16th-century Chinese ceramic work

This covered jar with a carp design is a piece of porcelain from the Jiajing period of the Ming Dynasty in China, now in the Indianapolis Museum of Art, which is in Indianapolis, Indiana. Created between 1522 and 1566, it is exceptionally large and elaborate and would have been a source of great prestige for its owner.

==Description==
The base of the jar is emblazoned with the reign mark Da Ming Jiajing nianzhi, or "Made during the Jiajing reign of the great Ming dynasty," in two columns, but the distinctive style would have made the time period clear enough without that label. While underglaze blue designs and overglaze enamel paintings began to appear on Chinese porcelain in the fifteenth century, during the sixteenth they became markedly bolder and more exuberant in design and color. This was a complex process, requiring multiple firings. For the first firing, a clear glaze over a cobalt-based paint resulted in vivid blue designs on the white porcelain. Before the second firing, translucent enamels applied over the glaze resulted in a range of brilliant colors. The end result is this vivid design, the swimming carp depicted from an angle that makes it appear the jar is transparent.
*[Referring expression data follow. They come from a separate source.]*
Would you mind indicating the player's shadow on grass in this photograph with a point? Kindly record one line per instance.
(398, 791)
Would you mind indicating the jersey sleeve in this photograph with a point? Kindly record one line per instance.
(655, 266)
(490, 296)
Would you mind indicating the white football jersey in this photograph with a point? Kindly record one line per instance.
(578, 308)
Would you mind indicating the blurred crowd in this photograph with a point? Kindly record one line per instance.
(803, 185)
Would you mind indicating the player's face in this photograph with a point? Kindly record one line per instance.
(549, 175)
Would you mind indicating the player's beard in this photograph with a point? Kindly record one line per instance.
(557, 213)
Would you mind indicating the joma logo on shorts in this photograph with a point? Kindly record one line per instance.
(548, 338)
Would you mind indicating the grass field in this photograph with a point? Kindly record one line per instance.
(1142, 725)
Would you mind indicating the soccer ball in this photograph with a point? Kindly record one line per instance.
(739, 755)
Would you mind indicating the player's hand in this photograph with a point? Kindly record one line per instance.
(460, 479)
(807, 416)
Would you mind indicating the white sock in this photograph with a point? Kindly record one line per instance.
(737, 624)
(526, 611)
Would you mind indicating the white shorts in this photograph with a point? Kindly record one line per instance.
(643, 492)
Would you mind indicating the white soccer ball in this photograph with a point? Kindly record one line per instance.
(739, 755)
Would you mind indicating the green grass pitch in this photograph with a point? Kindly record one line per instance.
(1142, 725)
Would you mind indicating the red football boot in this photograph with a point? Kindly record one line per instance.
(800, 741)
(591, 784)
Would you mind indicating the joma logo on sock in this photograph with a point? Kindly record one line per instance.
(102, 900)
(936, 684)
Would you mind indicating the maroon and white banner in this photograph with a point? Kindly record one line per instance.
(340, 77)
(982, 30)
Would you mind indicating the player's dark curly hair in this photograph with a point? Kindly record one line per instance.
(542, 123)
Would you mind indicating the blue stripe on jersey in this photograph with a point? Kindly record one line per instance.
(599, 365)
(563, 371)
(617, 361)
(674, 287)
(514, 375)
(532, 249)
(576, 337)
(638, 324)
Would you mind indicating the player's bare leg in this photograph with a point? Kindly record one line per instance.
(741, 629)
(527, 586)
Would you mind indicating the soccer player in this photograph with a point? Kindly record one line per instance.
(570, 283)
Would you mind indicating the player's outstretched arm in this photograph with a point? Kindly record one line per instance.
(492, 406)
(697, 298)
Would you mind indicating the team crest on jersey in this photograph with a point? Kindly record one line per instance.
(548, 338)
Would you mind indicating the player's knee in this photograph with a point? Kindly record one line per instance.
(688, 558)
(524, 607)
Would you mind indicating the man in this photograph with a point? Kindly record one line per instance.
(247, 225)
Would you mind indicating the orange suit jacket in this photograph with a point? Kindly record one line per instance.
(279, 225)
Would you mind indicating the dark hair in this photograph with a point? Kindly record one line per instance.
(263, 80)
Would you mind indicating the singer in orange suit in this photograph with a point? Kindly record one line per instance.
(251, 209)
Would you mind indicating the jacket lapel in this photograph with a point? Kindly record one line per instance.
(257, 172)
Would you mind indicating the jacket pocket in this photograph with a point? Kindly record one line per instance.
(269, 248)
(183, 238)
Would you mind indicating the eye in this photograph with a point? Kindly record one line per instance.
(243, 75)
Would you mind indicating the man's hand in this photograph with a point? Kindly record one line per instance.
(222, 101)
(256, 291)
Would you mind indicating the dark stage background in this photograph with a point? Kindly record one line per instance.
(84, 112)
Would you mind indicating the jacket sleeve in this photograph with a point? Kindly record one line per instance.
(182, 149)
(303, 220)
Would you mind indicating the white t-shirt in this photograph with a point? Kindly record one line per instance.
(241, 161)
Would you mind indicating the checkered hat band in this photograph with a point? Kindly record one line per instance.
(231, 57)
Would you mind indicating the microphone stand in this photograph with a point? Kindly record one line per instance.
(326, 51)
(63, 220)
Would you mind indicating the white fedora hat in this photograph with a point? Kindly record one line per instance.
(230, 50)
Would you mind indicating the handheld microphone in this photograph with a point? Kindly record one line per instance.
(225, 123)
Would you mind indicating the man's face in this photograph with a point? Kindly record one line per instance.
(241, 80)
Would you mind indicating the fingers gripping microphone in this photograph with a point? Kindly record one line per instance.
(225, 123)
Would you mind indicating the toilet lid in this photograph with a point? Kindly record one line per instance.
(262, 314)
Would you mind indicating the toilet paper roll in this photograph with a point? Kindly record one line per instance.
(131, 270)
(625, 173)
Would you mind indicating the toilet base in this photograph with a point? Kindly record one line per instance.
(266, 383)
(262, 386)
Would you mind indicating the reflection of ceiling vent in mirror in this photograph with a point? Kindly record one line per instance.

==Historical information==
Since Jiajing was a devout Taoist, motifs popular in that tradition became widespread during his reign. While fish came with many associations, including pleasure, abundance, success, and royalty, one of the best-known associations comes from the fourth-century BC Taoist philosophers Zhuangzi and Huizi. Zhuangzi said, “See how the fish swim as they please. That’s what fish really enjoy.” When Huizi asked, “How do you know what fish enjoy?” Zhuangzi replied, “You’re not I, so how do you know I don’t know what fish enjoy?”

==Acquisition==
The jar was given to the IMA in by Mr. and Mrs. Eli Lilly in 1960. It has the accession numbers 60.88A-B, and is currently on view in the Valeria J. Medveckis Gallery.